Q. Nowadays, many people depend upon post-processing rather than actual photography for the final outcome. How far do you think this practice should be followed?
A. I think, for pictures of reportage, photographic processing is not necessary and must be limited to the simple post-production of brightness or contrast or image cleaning, as was done in the analogue era, in the darkroom. I am not against the use of post-production, it always depends on what you want to convey. I use Photoshop in my graphic design job daily, but this is a different area. I think that the digital processing aspect is just one more instrument for those who want to communicate using the visual arts. I am currently working on a new collection of photographs, assembled precisely and digitally with the computer.

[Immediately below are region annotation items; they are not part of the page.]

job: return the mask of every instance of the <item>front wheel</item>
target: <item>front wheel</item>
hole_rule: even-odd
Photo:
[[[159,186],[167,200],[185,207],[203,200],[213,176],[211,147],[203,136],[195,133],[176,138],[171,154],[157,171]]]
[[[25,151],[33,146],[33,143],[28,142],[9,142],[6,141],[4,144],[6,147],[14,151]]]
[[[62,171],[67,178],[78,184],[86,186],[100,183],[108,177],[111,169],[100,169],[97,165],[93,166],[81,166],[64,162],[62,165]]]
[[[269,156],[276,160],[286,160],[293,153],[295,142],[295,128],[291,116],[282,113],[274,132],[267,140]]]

Q. Whose work has influenced you most?
A. I love art in general — from Hieronymus Bosch to Picasso, from Caravaggio to Hopper, from Flemish painters to the artistic avant-garde, just to name a few. And I think whenever something excites us, it remains inside us in a vision. The images that capture me and my sensitivity are ones that generate a strong emotion in me, images that make me think, that make me smile, images that convey to me the beauty and variety of life and time. I love the work of many photographers, like Cartier-Bresson and Doisneau, for their genuine and spontaneous outlook on life; Elliott Herwit, for the intelligence of his shots and the humour of his photos; Salgado, for his careful and meticulous gaze over mankind; Steve McCurry for the festival of color and beauty that he manages to capture in his shots.